- Nearest city: Santa Terezinha de Itaipu, Paraná
- Coordinates: 25°28′14″S 54°21′17″W﻿ / ﻿25.470689°S 54.354704°W
- Designation: Ecological corridor
- Created: 10 October 2001

= Santa Maria Ecological Corridor =

The Santa Maria Ecological Corridor (Corredor Ecológico de Santa Maria) is an ecological corridor in the state of Paraná, Brazil.

==Location==

The Santa Maria Ecological Corridor crosses the municipalities of Santa Terezinha de Itaipu and São Miguel do Iguaçu in Paraná.
It connects the Iguaçu National Park in Brazil, which adjoins the Iguazú National Park in Argentina, with the protected margins of Lake Itaipu, and via these margins with the Ilha Grande National Park.

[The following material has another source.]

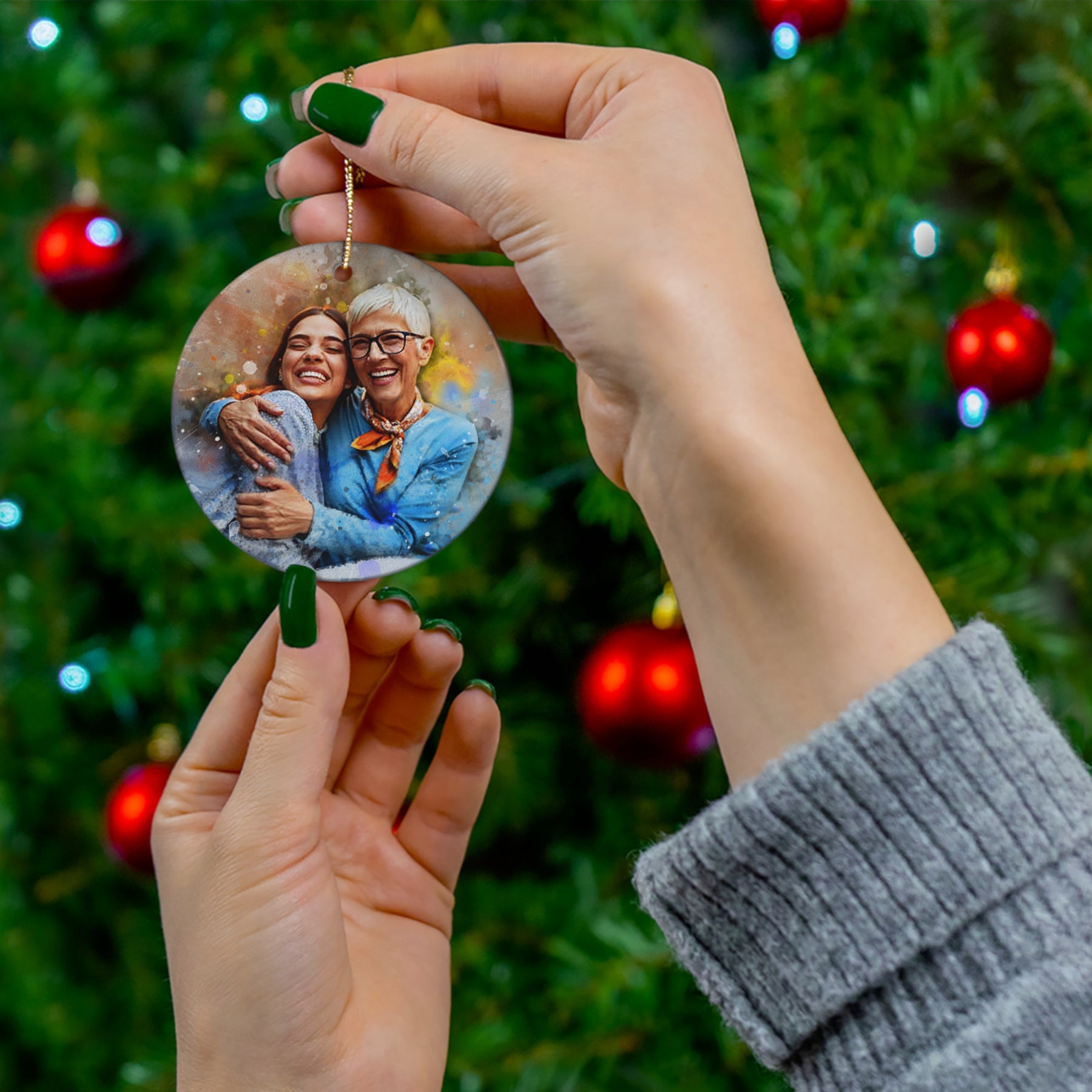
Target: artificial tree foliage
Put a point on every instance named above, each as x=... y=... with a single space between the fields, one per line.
x=969 y=115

The corridor consists of the Apepú River basin, the Fazenda Santa Maria Private Natural Heritage Reserve (RPPN), the Fazenda Santa Maria, the Bonito River Basin and its connection with the protected areas of Itaipu.
The corridor runs for about 15 km from the Iguaçu National Park to the lake protection strip.
It is about 12 km from south to north.
It covers the banks of the Apepú river, which rises in the RPPN and flows south into the Iguaçu National Park.
From the RPPN a narrow corridor runs north in a straight line for about 3 km to the headwaters of the Bonito River, which flows north into the Lake Itaipu.

==Environment==

This corridor connects several remnants of seasonal semi-deciduous forest in south-western Paraná with reforested areas.
The forest remnants are in the Iguaçu National Park, the Fazenda São José Legal Reserve and the Fazenda Santa Maria RPPN.
The reforested areas are the Dry Range (Faixa Seca) and the Lake Itaipu Protection Range.
The Fazenda São José Legal Reserve contains secondary growth forest.
The Fazenda Santa Maria RPPN has 242 ha of mature Atlantic Forest.
The Faixa Seca is a reforested area about 4 km long and 60 m wide, the same width as a riparian forest, but with no watercourse. The riparian forests bordering the Bonito River have suffered severe degradation and are undergoing a natural forest recovery process.

==History==

The Santa Maria Ecological Corridor was created by Brazilian Institute of Environment and Renewable Natural Resources (IBAMA) ordnance 195 of 10 October 2001.
The objectives are to link areas of biological importance to support gene flow of flora and fauna, to increase awareness and environmental education, and to develop research into environmental recovery and conservation.
The corridor was created through a partnership of government and civil society organizations and individuals.
Participation of the local farmers was critical to project success.

Starting in 2003, fragments of forest covering 902 ha were preserved and connected.
Forest recovery was undertaken in 73.3 ha with the planting of 128,000 seedlings of 70 native species of tree. 68 km of fencing was erected.